How Sure Are You That You Don't Need On-Air Rescue Practice?
Many times, we hear teams say they don’t need to practice “on-air” rescue scenarios because their employees are not allowed to work in IDLH or low O2 areas. That always makes us ask, what about the confined spaces that have the potential for atmospheric hazards? What about those spaces that may unexpectedly become IDLH or low O2 – what then?
It's important to note that OSHA states that a confined space must only have the “potential to contain” a hazardous atmosphere to be considered a permit-required confined space, which requires rescue capabilities.
For these unexpected instances, do you have the appropriate rescue response in place? At Roco, we believe that not training your rescue team to respond to IDLH emergencies is like setting up an expensive home protection system and then not turning it on.

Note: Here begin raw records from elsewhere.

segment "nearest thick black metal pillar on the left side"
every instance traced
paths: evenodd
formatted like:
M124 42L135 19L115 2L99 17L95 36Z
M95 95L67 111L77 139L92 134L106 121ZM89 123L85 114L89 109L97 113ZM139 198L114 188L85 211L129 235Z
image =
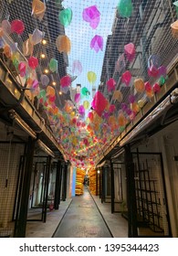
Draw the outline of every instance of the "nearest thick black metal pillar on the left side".
M16 238L25 238L26 237L26 219L27 219L27 209L28 209L28 198L29 198L29 189L30 181L32 176L33 168L33 156L35 149L35 140L31 137L28 138L26 155L25 155L25 169L22 182L21 194L19 195L19 204L18 204L18 214L16 215L16 229L14 237Z

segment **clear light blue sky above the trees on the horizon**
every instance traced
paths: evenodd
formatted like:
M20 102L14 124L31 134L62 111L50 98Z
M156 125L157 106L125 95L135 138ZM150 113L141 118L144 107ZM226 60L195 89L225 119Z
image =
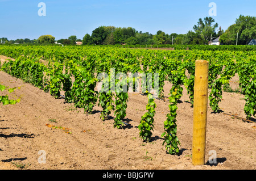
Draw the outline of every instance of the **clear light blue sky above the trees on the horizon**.
M46 16L39 16L38 4L46 4ZM255 0L0 0L0 37L38 39L52 35L59 39L82 37L99 26L133 27L137 31L158 30L187 33L199 18L209 16L209 3L217 5L212 18L226 30L242 15L256 16Z

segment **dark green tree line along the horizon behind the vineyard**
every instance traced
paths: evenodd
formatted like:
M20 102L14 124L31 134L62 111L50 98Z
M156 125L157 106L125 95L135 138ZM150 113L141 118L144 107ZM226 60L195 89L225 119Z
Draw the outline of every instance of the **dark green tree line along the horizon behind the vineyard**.
M189 30L185 34L168 34L159 30L155 35L152 35L148 32L137 31L132 27L100 26L93 30L91 35L86 33L82 40L72 35L67 39L55 41L55 37L43 35L34 40L17 39L9 41L6 37L3 37L1 43L52 44L57 42L60 44L75 45L77 41L82 41L84 45L204 45L209 44L210 41L217 37L219 37L219 41L223 45L247 45L252 39L256 39L256 17L240 15L236 19L236 22L229 26L226 31L218 27L218 23L212 17L205 17L204 19L200 18L197 24L192 27L192 30Z

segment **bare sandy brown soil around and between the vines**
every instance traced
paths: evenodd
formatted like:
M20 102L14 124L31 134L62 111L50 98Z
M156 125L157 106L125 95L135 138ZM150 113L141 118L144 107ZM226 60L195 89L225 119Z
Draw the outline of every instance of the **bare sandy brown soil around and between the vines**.
M6 57L1 56L1 61ZM238 87L234 77L231 87ZM101 121L101 107L95 106L91 115L55 99L49 93L0 71L0 84L16 89L10 98L20 98L15 105L0 106L0 169L195 169L195 170L255 170L255 123L249 123L221 113L212 113L208 103L205 165L192 165L193 108L184 88L177 110L177 137L181 145L179 155L166 153L163 121L168 102L155 100L155 129L151 142L143 142L137 126L146 112L147 97L129 94L124 129L113 128L113 119ZM164 94L168 96L170 83ZM3 95L7 92L0 92ZM63 95L63 94L62 94ZM16 96L16 97L15 97ZM240 117L245 100L243 95L224 92L222 111ZM112 112L111 116L114 112ZM48 126L47 126L48 124ZM49 125L69 128L53 129ZM42 162L42 150L45 163ZM217 163L210 164L210 150L216 151Z

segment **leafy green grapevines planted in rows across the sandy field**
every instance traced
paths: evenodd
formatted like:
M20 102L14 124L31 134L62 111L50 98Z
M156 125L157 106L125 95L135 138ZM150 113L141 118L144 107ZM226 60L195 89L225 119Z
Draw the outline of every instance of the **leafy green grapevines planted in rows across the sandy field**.
M114 111L114 127L123 127L126 117L128 94L123 89L129 88L130 79L122 79L119 75L129 73L158 73L159 98L163 97L164 81L170 81L170 113L164 121L163 144L170 154L179 152L179 139L176 137L177 102L182 96L185 85L193 106L193 83L195 80L195 60L209 61L209 102L212 110L218 112L218 103L222 98L222 87L238 74L242 94L245 95L245 113L247 119L255 116L255 65L254 52L228 50L147 50L125 49L113 47L56 47L56 46L0 46L0 54L15 58L5 62L1 70L21 78L32 85L50 92L59 98L60 91L65 92L65 102L74 103L92 113L94 105L102 107L101 119L105 120ZM47 60L44 65L40 59ZM114 70L111 71L111 70ZM102 72L105 78L99 78ZM111 75L118 77L114 82ZM148 74L150 75L150 74ZM121 76L122 77L122 76ZM73 78L73 81L72 81ZM129 80L129 81L127 81ZM98 82L102 82L102 90L96 91ZM135 81L134 79L132 80ZM104 87L103 85L108 85ZM115 87L113 92L110 89ZM152 88L154 88L152 76ZM133 87L135 89L135 87ZM147 88L146 88L147 90ZM150 90L147 90L150 91ZM140 136L149 141L154 128L156 104L150 93L148 95L147 113L142 116L139 125ZM113 100L114 98L114 100Z

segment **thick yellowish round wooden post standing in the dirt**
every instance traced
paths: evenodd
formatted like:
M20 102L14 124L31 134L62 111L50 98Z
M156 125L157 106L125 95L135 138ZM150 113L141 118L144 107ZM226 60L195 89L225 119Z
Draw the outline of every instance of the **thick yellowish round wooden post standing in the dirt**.
M208 71L208 61L196 60L192 139L193 165L205 164L205 139L208 104Z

Rescuers need to be prepared for the worst – as well as the unexpected – should an atmospheric hazard develop within a space. This is just one of the reasons that permit spaces can be so deadly.
NIOSH Fatal Facts:
A little less than half the deaths from atmospheric conditions occurred in spaces that originally tested as being acceptable for entry. Something happens unexpectedly, and things go very wrong, very quickly.
Approximately 60% of all fatalities in confined space incidents where multiple fatalities occurred were “would be” rescuers.
As rescuers, we need to be prepared for the worst case scenario as well as the unexpected! This is especially true when it comes to confined spaces.